Fixing OpenZeppelin’s $40 Million Mistake
Over the last few years OpenZeppelin have established themselves as the go-to destination for pre-made smart contracts. If you need to do something that’s been done before, chances are OpenZeppelin has you covered.
In the Eth-dev space this is an appealing offer, since a small mistake that makes it to production can have catastrophic results. Plus they’re probably the biggest-impact open-source project in the multi-billion dollar Ethereum ecosystem besides Ethereum itself so it’s pretty tempting to just assume their stuff works and roll with it.
I’ll admit I’ve made pretty extensive use of their MerkleProof
library without once bothering to check under the hood, so I’m as guilty of this as anyone else.
In isolation this kind of behaviour isn’t a big deal. If the space were truly decentralised then any mistakes would (in theory) be fairly isolated and come out in the wash. But reality tends not to pay too much attention to maximalist Tweet threads, so natural forces tend towards centralisation (see Coinbase, Etherscan, MetaMask, OpenSea as a few examples). Specifically in this case, OpenZeppelin like selling themselves as ‘the standard for secure blockchain applications’*, a title which largely goes unquestioned.
*Source: https://www.openzeppelin.com/
Ethereum and Gas
Before we get to the juicy part that explains the click-baity title of this article, we need to touch on Gas. Anyone with any experience with Ethereum is aware of this beast. To less-technical users, it’s that random number Metamask somehow chooses and determines how expensive your transaction is going to be. But to the buidlers in the space, it’s a white whale lurking behind every line of smart contract code.
Skip to the petrol bowser emoji ⛽ if you already know how Gas works on Ethereum.
Without going too much into the nitty gritty, every operation a transaction does costs a specific amount of Gas. This cost is deterministic and based purely on the computational requirements of the specific transaction. The amount you actually pay is this number multiplied by however much you’re willing to pay for a unit of gas.
A pretty-decent analogy would be if you wanted to drive from your house to your friend’s house. In this analogy, you always drive the exact same route to visit your friend, and traffic conditions are always identical. You can calculate how much petrol it will take your car to get to the end of your street, then how much petrol it will take going around the roundabout, how much it will take getting to the next corner… etc.
The point is, in this analogy, it always uses the exact same amount of petrol to drive the same route, say 10 litres. The price difference between two different trips to visit your friend will depend on how much you pay per litre for petrol. So far so good.
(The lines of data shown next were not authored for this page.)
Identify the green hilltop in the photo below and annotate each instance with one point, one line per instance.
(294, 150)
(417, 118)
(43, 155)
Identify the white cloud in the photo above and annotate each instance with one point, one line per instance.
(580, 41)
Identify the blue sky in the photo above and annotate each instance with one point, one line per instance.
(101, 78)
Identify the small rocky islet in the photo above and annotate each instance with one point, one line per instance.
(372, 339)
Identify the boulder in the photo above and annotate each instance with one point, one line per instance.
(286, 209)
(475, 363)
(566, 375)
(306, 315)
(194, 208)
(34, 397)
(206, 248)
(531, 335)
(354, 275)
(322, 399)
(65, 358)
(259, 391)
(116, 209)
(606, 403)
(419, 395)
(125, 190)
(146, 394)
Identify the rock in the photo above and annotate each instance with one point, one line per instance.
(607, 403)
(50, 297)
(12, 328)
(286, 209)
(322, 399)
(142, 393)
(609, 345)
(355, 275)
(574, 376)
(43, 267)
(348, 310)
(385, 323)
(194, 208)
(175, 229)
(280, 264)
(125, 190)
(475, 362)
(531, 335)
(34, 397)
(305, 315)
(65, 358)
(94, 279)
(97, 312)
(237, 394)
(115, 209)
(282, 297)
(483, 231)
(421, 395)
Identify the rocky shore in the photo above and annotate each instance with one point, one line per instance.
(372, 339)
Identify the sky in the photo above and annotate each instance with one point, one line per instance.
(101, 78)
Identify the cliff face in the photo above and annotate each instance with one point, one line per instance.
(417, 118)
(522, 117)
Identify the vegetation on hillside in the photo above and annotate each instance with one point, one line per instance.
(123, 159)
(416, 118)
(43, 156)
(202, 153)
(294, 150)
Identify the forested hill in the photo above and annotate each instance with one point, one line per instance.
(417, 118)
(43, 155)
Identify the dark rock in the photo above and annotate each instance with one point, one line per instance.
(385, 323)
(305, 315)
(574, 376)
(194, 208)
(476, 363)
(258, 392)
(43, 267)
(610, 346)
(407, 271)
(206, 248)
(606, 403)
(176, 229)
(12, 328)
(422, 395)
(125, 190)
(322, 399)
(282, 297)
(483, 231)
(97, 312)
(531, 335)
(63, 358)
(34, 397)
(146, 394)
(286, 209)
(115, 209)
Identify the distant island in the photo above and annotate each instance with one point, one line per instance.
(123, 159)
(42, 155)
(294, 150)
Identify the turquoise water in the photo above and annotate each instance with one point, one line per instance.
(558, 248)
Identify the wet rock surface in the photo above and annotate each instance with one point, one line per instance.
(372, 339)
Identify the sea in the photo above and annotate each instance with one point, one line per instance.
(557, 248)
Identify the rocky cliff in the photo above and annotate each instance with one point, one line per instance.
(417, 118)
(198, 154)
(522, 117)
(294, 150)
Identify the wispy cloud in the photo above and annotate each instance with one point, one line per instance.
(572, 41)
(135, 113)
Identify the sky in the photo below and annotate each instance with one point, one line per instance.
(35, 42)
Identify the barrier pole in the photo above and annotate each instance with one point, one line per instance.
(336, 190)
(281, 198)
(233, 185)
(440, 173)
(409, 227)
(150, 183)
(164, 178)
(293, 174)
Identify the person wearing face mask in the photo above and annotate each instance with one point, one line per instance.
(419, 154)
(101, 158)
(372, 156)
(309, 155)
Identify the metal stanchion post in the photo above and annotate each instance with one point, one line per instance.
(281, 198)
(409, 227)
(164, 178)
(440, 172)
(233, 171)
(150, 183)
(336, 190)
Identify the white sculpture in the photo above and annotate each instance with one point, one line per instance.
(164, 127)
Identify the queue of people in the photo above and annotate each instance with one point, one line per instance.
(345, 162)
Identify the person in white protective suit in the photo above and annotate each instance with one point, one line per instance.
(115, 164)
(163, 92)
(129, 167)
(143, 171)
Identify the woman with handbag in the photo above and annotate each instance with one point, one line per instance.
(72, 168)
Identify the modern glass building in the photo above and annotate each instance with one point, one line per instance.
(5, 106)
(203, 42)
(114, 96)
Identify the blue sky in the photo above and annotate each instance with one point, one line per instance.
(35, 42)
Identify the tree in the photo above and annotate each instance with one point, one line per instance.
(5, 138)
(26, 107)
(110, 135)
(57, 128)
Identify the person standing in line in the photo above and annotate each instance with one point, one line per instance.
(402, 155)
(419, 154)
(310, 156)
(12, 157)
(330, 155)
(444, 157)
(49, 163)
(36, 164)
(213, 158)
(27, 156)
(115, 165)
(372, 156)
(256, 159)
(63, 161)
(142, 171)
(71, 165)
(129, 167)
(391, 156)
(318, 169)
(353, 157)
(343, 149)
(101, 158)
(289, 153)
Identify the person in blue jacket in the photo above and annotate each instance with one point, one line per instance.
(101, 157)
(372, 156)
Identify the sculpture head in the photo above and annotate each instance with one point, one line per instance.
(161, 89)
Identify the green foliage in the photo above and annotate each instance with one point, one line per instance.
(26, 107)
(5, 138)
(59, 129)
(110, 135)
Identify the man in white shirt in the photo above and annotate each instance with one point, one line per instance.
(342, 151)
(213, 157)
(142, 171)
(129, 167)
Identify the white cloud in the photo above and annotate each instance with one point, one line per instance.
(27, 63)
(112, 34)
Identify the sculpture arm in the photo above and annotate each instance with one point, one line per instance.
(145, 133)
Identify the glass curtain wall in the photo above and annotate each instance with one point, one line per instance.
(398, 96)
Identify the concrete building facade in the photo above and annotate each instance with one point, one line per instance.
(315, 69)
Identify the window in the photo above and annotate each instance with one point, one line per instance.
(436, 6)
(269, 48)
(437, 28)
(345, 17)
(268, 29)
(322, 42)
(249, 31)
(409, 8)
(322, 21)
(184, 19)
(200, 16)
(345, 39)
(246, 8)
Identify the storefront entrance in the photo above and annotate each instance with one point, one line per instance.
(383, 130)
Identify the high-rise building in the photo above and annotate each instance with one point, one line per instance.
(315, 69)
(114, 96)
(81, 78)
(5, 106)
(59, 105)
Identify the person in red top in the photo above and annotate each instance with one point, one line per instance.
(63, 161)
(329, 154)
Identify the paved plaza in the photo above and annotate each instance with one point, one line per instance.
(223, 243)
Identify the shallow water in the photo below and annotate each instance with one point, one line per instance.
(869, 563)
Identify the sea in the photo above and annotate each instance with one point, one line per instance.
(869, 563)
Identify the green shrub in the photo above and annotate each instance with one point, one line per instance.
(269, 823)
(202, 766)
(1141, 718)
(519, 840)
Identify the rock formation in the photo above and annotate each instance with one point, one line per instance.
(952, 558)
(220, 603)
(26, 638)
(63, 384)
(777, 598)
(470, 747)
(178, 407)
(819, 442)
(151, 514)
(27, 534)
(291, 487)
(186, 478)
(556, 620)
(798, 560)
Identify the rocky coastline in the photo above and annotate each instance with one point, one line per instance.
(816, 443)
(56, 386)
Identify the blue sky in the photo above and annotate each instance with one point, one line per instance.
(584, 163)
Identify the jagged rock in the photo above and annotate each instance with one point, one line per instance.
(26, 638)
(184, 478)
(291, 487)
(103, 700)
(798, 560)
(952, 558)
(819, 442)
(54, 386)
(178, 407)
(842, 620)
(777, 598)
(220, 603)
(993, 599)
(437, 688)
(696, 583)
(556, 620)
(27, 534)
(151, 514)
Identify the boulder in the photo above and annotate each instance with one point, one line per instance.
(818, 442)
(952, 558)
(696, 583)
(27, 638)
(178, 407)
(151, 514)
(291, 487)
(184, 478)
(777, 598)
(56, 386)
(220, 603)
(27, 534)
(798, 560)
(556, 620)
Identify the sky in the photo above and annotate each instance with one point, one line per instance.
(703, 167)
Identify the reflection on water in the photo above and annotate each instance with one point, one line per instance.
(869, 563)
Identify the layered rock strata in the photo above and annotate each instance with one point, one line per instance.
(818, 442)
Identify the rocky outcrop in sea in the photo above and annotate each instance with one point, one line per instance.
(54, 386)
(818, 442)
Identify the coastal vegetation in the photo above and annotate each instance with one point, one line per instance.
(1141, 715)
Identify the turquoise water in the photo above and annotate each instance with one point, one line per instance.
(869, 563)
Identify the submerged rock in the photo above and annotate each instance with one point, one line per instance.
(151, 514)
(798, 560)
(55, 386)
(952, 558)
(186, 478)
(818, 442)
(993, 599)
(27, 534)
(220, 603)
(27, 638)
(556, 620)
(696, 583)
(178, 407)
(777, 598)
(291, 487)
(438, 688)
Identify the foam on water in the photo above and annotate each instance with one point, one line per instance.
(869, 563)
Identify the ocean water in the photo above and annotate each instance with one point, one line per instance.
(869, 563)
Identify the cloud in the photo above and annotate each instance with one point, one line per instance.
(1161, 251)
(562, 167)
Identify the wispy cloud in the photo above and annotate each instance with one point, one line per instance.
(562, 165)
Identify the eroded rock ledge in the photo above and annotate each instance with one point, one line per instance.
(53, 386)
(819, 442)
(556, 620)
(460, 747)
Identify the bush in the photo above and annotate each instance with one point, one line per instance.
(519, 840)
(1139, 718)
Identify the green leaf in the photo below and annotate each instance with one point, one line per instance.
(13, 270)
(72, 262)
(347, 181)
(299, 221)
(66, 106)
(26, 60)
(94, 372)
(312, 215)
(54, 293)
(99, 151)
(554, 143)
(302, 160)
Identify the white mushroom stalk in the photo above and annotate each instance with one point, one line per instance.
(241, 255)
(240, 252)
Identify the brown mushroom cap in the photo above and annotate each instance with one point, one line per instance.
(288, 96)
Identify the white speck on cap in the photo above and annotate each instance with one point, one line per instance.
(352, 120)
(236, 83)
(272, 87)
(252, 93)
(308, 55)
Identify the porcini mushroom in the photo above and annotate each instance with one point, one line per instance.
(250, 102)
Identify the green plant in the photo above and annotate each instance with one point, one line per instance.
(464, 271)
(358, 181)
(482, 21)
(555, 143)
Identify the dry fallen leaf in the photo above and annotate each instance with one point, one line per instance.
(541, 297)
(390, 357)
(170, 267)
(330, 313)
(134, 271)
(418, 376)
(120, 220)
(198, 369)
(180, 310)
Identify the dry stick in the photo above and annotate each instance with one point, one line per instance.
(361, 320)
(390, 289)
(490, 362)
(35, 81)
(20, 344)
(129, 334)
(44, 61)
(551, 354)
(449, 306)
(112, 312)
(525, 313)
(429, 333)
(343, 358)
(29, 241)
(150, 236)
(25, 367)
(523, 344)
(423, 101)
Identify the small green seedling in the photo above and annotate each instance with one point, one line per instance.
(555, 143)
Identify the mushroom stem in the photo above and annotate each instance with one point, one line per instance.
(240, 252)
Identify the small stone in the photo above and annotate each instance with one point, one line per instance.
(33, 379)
The part that gets a little less intuitive is that in Ethereum, there’s a limit to how much GAS can be in a single block, and that limited supply gets auctioned off each time a block is mined. The equivalent would be if your petrol station only had 1000 litres of petrol to sell per day, and rather than just setting a price and waiting for it all to sell out, they took bids from everyone saying how much petrol they need that day, and how much they’d be willing to pay. They then look through all the offers, see who is offering the most per liter, and then sell the 1000 litres to whoever offered the most.
So if lots of people all want to visit their friends the same day as you, they will all be bidding against each other, and so the bids that get accepted will be higher than on a day when you’re the only one going for a drive. If petrol costs $1/litre, you’ll pay $10 to visit your friend, since it takes 10 litres of petrol. If gas costs $2/litre, you’ll pay $20. You can put in a bid for $15, but if everyone else is offering more you aren’t going anywhere. Easy stuff.
Same with how much an Ethereum transaction costs. If Gas costs more you pay more, even though it’s doing the same calculations. As a user, that’s the only control you have over your transaction costs, choose how much you’re willing to pay and hope there aren’t too many people offering more.
However, there is a way that a trip to your friend’s house can be cheaper. If your GPS tells you to use a different, more direct route. Now it only takes 9 litres of petrol to get there, which makes the trip 10% cheaper, even if petrol prices remain the same.
On Ethereum, the more efficiently a coder has written a smart contract, the less Gas your transaction will use. Once a contract is deployed its code can’t be changed, so you need to hope the devs did their job right the first time, otherwise you as the user will end up paying for their mistake every time you use their smart contract.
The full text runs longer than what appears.